Interview écrite

8 avril 2014
Posté par
Flora

Rencontre avec Jimi Zacka, auteur de « L’enchantement religieux dans nos Eglises d’Afrique. Exorcismes et syncrétismes »

Jimi_Zacka_EdilivrePrésentez-nous votre ouvrage en quelques mots ?
Cet ouvrage est le fruit d’une enquête minutieuse sur le terrain, documentée et argumentée, et mettant en exergue la pratique dévoyée des exorcismes dans la plupart des communautés chrétiennes en Afrique. L’Afrique est, précisons-le, un monde qui se vit à la charnière du visible et de l’invisible. En effet, l’exorcisme et ses pouvoirs surnaturels fascinent énormément les Africains. Dans un souci d’être guéri ou délivré des esprits maléfiques, certains africains, en situation de grande fragilité, sont souvent en quête permanente d’une médication spirituelle orientée vers les églises de guérison. A partir de ce phénomène bien décrit, on peut relever trois choses  dans ce livre : 1. L’exorcisme crée une ambivalence convergente entre le chrétien et l’animiste. En d’autres termes, il y a une propension « sous-jacente » à garder les croyances traditionnelles sans mettre en péril la foi chrétienne. 2. Les personnes sujettes à cet enchantement ne sont souvent ni changées, ni transformées ; leur foi n’est ni plus radicale ni plus ferme. Elles sont, dans le meilleur des cas, simplement éblouies, émerveillées et à la recherche perpétuelle de plus grands miracles. 3. Les prétendus exorcistes sont souvent des marchands de bonheur dont la pratique, au lieu de libérer le patient, le resserre davantage dans ses chaînes tout en le maintenant dans un état de dépendance vis-à-vis d’eux.
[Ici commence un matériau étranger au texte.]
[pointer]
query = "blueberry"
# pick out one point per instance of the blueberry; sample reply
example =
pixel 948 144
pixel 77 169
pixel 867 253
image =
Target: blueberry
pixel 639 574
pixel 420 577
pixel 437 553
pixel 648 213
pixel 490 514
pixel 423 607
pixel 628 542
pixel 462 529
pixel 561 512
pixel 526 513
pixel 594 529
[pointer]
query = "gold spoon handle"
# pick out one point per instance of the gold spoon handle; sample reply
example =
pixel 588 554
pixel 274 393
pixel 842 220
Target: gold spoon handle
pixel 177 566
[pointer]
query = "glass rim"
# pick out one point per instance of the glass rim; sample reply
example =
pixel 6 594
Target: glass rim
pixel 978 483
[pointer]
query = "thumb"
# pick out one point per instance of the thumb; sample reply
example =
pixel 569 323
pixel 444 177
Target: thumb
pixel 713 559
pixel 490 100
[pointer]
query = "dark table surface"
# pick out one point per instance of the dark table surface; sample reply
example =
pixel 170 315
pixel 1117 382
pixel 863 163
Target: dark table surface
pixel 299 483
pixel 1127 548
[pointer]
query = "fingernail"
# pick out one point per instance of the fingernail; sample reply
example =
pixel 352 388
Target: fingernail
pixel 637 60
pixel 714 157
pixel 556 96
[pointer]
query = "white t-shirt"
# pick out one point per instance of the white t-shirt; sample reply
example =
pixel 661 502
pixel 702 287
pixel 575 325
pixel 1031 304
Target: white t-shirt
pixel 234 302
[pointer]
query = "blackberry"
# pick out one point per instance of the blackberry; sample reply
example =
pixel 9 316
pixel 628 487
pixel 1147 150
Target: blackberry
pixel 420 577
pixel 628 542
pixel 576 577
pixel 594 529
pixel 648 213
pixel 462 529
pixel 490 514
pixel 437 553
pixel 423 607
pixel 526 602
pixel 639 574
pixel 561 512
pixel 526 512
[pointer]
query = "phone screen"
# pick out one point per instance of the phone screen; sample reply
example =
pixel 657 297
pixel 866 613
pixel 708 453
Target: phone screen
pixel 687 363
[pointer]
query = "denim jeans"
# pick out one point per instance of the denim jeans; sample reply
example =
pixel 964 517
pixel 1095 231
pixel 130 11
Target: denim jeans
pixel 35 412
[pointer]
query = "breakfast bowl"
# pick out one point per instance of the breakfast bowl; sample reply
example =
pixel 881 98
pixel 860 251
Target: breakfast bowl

C’est la raison pour laquelle les miracles, généralement, se multiplient et les temples poussent comme des champignons à la ronde, sans entraîner de transformations individuelle profondes et des mutations sociales visibles. Dans le cas de véritables conversions, le miracle n’est pas un absolu et la condition de la foi. En tout cas, la foi préexiste au miracle et les problèmes auxquels l’individu fait face sont des épreuves de cette foi.

Pourquoi avoir écrit ce livre ?
J’ai eu le souci de faire preuve d’une capacité à me questionner sur les modes de guérison en Afrique, y compris l’exorcisme, et à percevoir les enjeux théologiques et anthropologiques de cette réalité complexe dans le vécu quotidien des africains. J’ai souhaité également faire réfléchir tous ceux qui se sentent dépendants d’une puissance asservissante qui leur promet du bonheur, quels que soient la forme et le mode opératoire.

A quel lecteur s’adresse votre ouvrage ?
Ce livre s’adresse d’abord à tous les lecteurs qui s’intéressent à la culture et aux croyances africaines. Ensuite, sur le plan universitaire, comme outil de travail et de recherche, les théologiens, les anthropologues, les religieux, les étudiants-chercheurs peuvent s’en servir pour enrichir leur recherche. Enfin, tout lecteur curieux y trouvera aussi son compte, j’en suis certain.

Quelles sont les principales qualités de votre livre ?
C’est un livre qui s’articule à plusieurs dimensions : théologique, anthropologique et sociologique. Mais ce qui me paraît beaucoup plus intéressant dans ce livre, c’est de souligner la différence fondamentale entre le Christ et tous les faiseurs de miracles, vrais ou supposés qui se réclament de Lui.

Quel message avez-vous voulu transmettre à travers votre ouvrage ?
Il y a une rationalité de la foi qu’il faudrait atteindre. Au cœur de cette rationalité se trouve la notion de liberté. Les religions sont méprisables si elles servent à autre chose qu’à l’affranchissement de l’Homme.

Où puisez-vous votre inspiration ?
C’est souvent face aux aspects les plus sombres de la réalité de la vie que je me prête à une observation patiente. Je m’arrête longuement devant les faits, je passe et repasse, attentif à cerner les ressorts profonds des attitudes, des conduites et des comportements des hommes et j’en fais une source d’inspiration.

Quels sont vos projets d’écriture pour l’avenir ?
Un deuxième ouvrage est en cours de rédaction. C’est un livre qui se proposera à tous ceux-là, politiques et leaders religieux qui, face à leur devoir, se dérobent et se conduisent avec tant de désinvolture.

Un dernier mot pour les lecteurs ?
Ecrit dans une langue alerte, vivante et simple, ce livre est fort utile pour qui est désireux de suivre et de comprendre l’évolution des croyances dans une Afrique faite de consciences assujetties à la quête du bonheur. Je conseille vraiment tout un chacun de lire ce livre.